Update: this blog post is a part of research that aimed to build weighed versions of various quantile estimators. A preprint with final results is available on arXiv: arXiv:2304.07265 [stat.ME]. Some information in this blog post can be obsolete: please, use the preprint as the primary reference.

Let $$\mathbf{x} = \{ x_1, x_2, \ldots, x_n \}$$ be a sample of size $$n$$. We assign non-negative weight coefficients $$w_i$$ with a positive sum for all sample elements:

$\mathbf{w} = \{ w_1, w_2, \ldots, w_n \}, \quad w_i \geq 0, \quad \sum_{i=1}^{n} w_i > 0.$

For simplification, we also consider normalized (standardized) weights $$\overline{\mathbf{w}}$$:

$\overline{\mathbf{w}} = \{ \overline{w}_1, \overline{w}_2, \ldots, \overline{w}_n \}, \quad \overline{w}_i = \frac{w_i}{\sum_{i=1}^{n} w_i}.$

In the non-weighted case, we can consider a quantile estimator $$\operatorname{Q}(\mathbf{x}, p)$$ that estimates the $$p^\textrm{th}$$ quantile of the underlying distribution. We want to build a weighted quantile estimator $$\operatorname{Q}(\mathbf{x}, \mathbf{w}, p)$$ so that we can estimate the quantiles of a weighed sample.

In this post, we consider a specific problem of estimating quantiles of a weighted mixture distribution.
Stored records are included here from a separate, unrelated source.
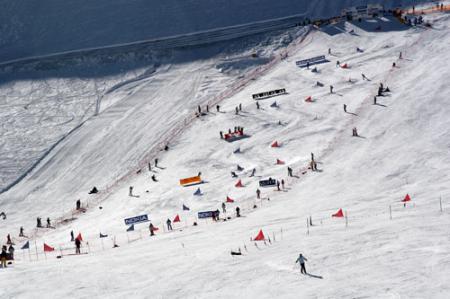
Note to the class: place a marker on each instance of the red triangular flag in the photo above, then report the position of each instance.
(229, 199)
(79, 237)
(279, 162)
(338, 214)
(48, 248)
(260, 236)
(407, 198)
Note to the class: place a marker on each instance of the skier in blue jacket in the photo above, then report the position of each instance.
(301, 260)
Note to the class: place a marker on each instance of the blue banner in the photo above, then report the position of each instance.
(136, 219)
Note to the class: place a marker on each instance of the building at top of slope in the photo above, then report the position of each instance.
(29, 28)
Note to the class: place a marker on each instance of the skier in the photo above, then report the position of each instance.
(3, 257)
(301, 260)
(11, 252)
(152, 229)
(77, 246)
(130, 191)
(289, 171)
(169, 224)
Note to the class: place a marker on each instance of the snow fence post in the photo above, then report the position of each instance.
(346, 219)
For example, we can consider three distributions given by their cumulative distribution functions (CDFs) $$F_X$$, $$F_Y$$, and $$F_Z$$ with weight coefficients $$w_X$$, $$w_Y$$, and $$w_Z$$. Their weighted mixture is given by $$F=\overline{w}_X F_X + \overline{w}_Y F_Y + \overline{w}_Z F_Z$$. Let us say that we have samples $$\mathbf{x}$$, $$\mathbf{y}$$, and $$\mathbf{z}$$ from $$F_X$$, $$F_Y$$, and $$F_Z$$; and we want to estimate the quantile function $$F^{-1}$$ of the mixture distribution $$F$$. If each sample contains a sufficient number of elements, we can consider a straightforward approach:

1. Obtain estimations $$\hat{F}^{-1}_X$$, $$\hat{F}^{-1}_Y$$, $$\hat{F}^{-1}_Z$$ of the distribution quantile functions based on the given samples;
2. Invert quantile functions and obtain estimations $$\hat{F}_X$$, $$\hat{F}_Y$$, $$\hat{F}_Z$$ of the CDFs for each distribution;
3. Combine these CDFs and build an estimation $$\hat{F}=\overline{w}_X\hat{F}_X+\overline{w}_Y\hat{F}_Y+\overline{w}_Z\hat{F}_Z$$ of the mixture CDF;
4. Invert $$\hat{F}$$ and get the estimation $$\hat{F}^{-1}$$ of the mixture distribution quantile function.

The approach performs well only when the sample sizes are large enough so that we can efficiently estimate sample quantiles.